We are looking at data collected by the University of British Columbia using this survey.
The data collected is an amalgation of questions most of which center around candy preferences where the survey responses offered were: “JOY”, “MEH, or”DESPAIR". Some inconsistent location data is also supplied for every response.
Our task is to select the information of interest from the document and transform it in order to facilitate analysis. Additionally, we will use the survey responses to develop a scoring method which will allow us to rank the candy by preference and develop a candy hierarchy.
Load required libraries
library(tidyverse) #readr, dplyr, tidyr, stringr, tibble, ggplot2
library(knitr)
library(scales)
library(kableExtra)
library(readxl)A helper function for displaying tables
The data can is orginally found and the .xlsx file can be downloaded here.
Read the .csv file from the source link
Raw Data
Here is a snapshot of the dataset. It is composed of 2460 rows and 120 columns. The data is un-tidy in multiple ways:
First, we use regular expressions look at the columns that contain a question and remove it to leave only the candy names.
questions <- names(untidy)
questions <- str_replace(questions, "Q[:digit:]+[:punct:]? \\|? ?", replacement = "")
colnames(untidy) <- questionsWe create two tables to avoid data duplication: demographics and responses. This study will focus on the responses table only and we will tidy the table by gathering the candy types from the column headers into a column of its own.
demographics <- untidy %>% select(1:6)
responses <- untidy %>% select(1,7:(ncol(untidy)-11))
tidy_responses <- responses %>%
gather(2:ncol(responses), key = Candy, value = Response)The data is now presented in long format. Let’s take a look at 15 random oberservations from this table. We see a number of NA values which we will handle later.
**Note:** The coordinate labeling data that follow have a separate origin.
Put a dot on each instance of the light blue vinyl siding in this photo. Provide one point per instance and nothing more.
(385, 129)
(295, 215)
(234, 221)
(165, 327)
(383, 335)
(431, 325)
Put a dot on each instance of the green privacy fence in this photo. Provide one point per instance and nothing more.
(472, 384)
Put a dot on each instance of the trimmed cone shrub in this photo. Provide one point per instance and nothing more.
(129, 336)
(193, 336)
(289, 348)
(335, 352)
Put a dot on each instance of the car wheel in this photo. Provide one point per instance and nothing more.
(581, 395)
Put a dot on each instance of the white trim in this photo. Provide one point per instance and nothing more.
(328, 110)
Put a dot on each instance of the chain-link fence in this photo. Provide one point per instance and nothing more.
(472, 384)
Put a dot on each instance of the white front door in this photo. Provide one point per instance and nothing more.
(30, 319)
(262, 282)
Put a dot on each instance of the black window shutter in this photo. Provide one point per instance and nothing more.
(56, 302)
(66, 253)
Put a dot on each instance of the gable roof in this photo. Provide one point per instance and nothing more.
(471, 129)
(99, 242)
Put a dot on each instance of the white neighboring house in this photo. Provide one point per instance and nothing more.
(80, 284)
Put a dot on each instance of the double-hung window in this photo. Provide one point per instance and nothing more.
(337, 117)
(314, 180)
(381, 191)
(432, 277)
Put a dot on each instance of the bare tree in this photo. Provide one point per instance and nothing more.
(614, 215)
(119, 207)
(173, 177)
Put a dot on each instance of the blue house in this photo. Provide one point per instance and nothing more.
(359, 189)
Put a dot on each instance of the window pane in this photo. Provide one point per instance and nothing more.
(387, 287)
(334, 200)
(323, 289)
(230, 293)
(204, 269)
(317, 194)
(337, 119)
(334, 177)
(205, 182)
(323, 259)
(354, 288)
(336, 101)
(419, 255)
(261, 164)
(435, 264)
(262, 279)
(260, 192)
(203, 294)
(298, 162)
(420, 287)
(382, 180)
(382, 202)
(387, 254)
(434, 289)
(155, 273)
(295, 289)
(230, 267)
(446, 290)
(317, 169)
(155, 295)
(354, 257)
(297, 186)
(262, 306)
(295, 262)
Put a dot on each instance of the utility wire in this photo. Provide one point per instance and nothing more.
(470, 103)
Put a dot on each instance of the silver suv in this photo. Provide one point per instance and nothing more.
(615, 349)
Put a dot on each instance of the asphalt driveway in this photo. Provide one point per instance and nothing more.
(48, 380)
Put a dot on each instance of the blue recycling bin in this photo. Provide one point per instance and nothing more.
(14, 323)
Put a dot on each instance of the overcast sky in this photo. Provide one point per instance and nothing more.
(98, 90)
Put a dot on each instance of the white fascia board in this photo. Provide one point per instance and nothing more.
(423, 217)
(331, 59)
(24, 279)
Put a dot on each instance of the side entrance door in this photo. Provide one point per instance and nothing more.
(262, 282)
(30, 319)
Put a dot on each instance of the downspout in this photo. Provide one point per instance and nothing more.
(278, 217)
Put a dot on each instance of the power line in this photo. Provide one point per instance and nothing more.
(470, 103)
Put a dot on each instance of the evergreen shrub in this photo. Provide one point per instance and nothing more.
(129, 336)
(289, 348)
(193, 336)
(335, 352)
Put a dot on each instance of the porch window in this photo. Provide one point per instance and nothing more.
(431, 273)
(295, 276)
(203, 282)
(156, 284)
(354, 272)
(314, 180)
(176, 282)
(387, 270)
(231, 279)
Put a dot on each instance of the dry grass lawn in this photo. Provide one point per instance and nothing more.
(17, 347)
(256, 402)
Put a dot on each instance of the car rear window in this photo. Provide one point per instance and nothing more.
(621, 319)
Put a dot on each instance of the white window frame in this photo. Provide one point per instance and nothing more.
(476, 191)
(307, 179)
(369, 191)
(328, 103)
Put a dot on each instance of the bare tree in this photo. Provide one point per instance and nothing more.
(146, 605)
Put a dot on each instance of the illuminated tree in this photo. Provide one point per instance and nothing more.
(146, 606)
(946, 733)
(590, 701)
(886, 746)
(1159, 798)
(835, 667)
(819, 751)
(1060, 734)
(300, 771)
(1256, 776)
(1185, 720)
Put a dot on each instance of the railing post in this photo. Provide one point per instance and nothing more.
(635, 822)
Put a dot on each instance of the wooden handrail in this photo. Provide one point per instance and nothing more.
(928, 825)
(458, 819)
| Internal ID | Candy | Response |
|---|---|---|
| 90275176 | Hard Candy | MEH |
| 90273228 | Hershey’s Kisses | NA |
| 90277170 | Red M&M’s | NA |
| 90282201 | Reggie Jackson Bar | NA |
| 90273089 | Kit Kat | JOY |
| 90276469 | Rolos | MEH |
| 90273299 | Whole Wheat anything | DESPAIR |
| 90285090 | Goo Goo Clusters | NA |
| 90273923 | Dots | MEH |
| 90285560 | Whole Wheat anything | DESPAIR |
| 90277710 | Peeps | NA |
| 90283698 | Kinder Happy Hippo | JOY |
| 90277374 | Reese’s Pieces | JOY |
| 90273209 | Swedish Fish | NA |
| 90273419 | Tic Tacs | NA |
We start by reformatting the data in a way that can it can be used for this particular analysis. We are looking for the count of responses by type for each candy.
counted <- tidy_responses %>%
group_by(Candy) %>%
count(Response) %>%
spread(Response, n)
showtable(head(counted, 10), "Tidy Dataset")| Candy | DESPAIR | JOY | MEH | <NA> |
|---|---|---|---|---|
| 100 Grand Bar | 85 | 873 | 755 | 747 |
| Abstained from M&M’ing. | 693 | 218 | 607 | 942 |
| Anonymous brown globs that come in black and orange wrappers (a.k.a. Mary Janes) | 1089 | 176 | 461 | 734 |
| Any full-sized candy bar | 17 | 1559 | 212 | 672 |
| Black Jacks | 793 | 92 | 617 | 958 |
| Blue M&M’s | 120 | 1018 | 595 | 727 |
| Bonkers (the board game) | 546 | 193 | 715 | 1006 |
| Bonkers (the candy) | 495 | 116 | 857 | 992 |
| Bottle Caps | 560 | 465 | 670 | 765 |
| Box’o’Raisins | 1179 | 117 | 476 | 688 |
We drop the NA column and calculate the proportions instead of the counts, sorting by highest score. From this table we can see the preferred candies as rated by our score. However, we also see a few non specific candy types like the top score “Any full-sized candy bar”.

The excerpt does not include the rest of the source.